What a Jonathan Taylor trade might’ve looked like and if Colts should’ve accepted it

The Indianapolis Colts didn’t trade Jonathan Taylor but they were negotiating with other teams. Here’s what those trade talks probably looked like.
Indianapolis Colts v Dallas Cowboys
Indianapolis Colts v Dallas Cowboys / Cooper Neill/GettyImages

As we all expected, the Indianapolis Colts did not trade Jonathan Taylor by their self-imposed deadline of Tuesday, August 29, at 4 p.m. (same time as roster cuts) and he will remain a member of the Colts for the time being. The rumors were rampant, and we will never know that truth about all the rumors. But what we as fans love to do is speculate what could have been.
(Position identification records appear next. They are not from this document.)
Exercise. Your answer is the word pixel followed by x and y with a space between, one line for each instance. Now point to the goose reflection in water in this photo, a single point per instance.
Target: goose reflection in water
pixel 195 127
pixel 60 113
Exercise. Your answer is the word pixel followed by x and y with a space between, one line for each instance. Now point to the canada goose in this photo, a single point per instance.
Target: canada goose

The two confirmed teams that both at least had conversations with Indianapolis were the Miami Dolphins and the Green Bay Packers. Miami was no surprise, as the arms race in the AFC East continues, but Green Bay was a bit of a surprise with their current crop of running backs on the roster. Let’s look at what trades might have been discussed by the two franchises.

Miami Dolphins

Dolphins Trade

With the increase of talent in the AFC East this upcoming season, it’s no surprise that Miami needed to throw the next punch. The Buffalo Bills have added talent on both sides of the ball. The Jets have completely revamped their offense with the addition of Aaron Rodgers and the New England Patriots have added some new pass catchers and Zeke Elliott to support Rhamondre Stevenson.
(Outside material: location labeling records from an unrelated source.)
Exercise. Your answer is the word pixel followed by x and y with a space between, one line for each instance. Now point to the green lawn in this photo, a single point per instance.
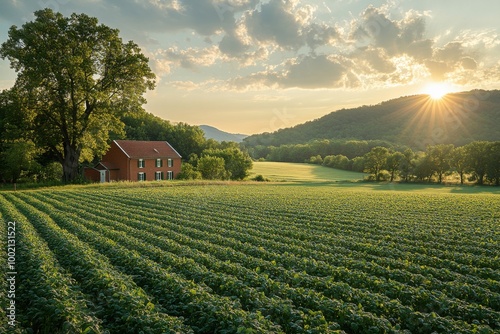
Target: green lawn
pixel 300 172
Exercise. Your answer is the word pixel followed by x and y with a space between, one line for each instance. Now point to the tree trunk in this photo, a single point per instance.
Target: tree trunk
pixel 70 163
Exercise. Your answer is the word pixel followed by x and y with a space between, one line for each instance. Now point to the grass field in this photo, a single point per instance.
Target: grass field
pixel 285 171
pixel 252 258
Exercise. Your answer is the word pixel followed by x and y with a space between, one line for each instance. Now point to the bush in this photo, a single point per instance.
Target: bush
pixel 260 178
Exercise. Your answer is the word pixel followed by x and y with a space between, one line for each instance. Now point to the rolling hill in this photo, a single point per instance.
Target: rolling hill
pixel 414 121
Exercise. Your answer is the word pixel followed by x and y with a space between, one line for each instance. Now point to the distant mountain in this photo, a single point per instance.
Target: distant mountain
pixel 414 121
pixel 219 135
Miami’s current running back room is led by the oft-injured Raheem Mostert, Jeff Wilson Jr. and rookie Devon Achane. The Dolphins head coach, Mike McDaniel, comes from the Kyle Shanahan offensive style with a heavy dose of running the football. While these three are very capable of handling the duties, bringing in Taylor along with their wide receivers would make a nearly unstoppable force because of the consistent defensive changes that opposition would have to incorporate. Wilson would have given the Colts a serviceable back to compliment Zack Moss, Evan Hull and Deon Jackson. While he can handle a starters load from time to time, he is best as part of a committee. Wilson is under contract through the 2024 season.

Green Bay Packers

Packers trade

It was surprising to hear that Green Bay was the “mystery team” that had discussions about acquiring Taylor. They already have a Pro Bowl running back with Aaron Jones and a great compliment with AJ Dillon. But here’s the kicker with Green Bay, Jones contract becomes non-guaranteed after this season. He is 29 years old and is due $12 Million next season. While they would absolutely have to pay Taylor top-of-the-position money, Taylor is 24 years old opposed to Jones being 29. With an unproven quarterback in Jordan Love it would not only give him a security blanket to rely on, but it would extend that window for him to maximize his potential.

The Colts would be getting a potential bell cow back with AJ Dillon. The 2020 second-round pick out of Boston College was an absolute monster in college. He has never had the opportunity in Green Bay to be the lead guy, but he could have had a real opportunity to get the lead role in Indianapolis if this trade had been the one that was discussed. Dillon would have been attractive as well because his contract is up at the end of this season and Colts would have had the opportunity to turn a rental into permanent main stay on the roster at a reasonable price.

Which deal would Indianapolis value more?

While neither came to fruition or if they actually existed, the Green Bay deal would have benefitted Indianapolis the most. Being able to get a former second-round pick on a test run for the full-time job and one that has shown flashes of ability would be too good to pass up. Jeff Wilson Jr. is a solid player but does have some injury history where Dillon has been mostly reliable outside of missing five games in 2020 for a COVID-19 diagnosis. If Indy would’ve accepted a trade, the second hypothetical package would’ve been better.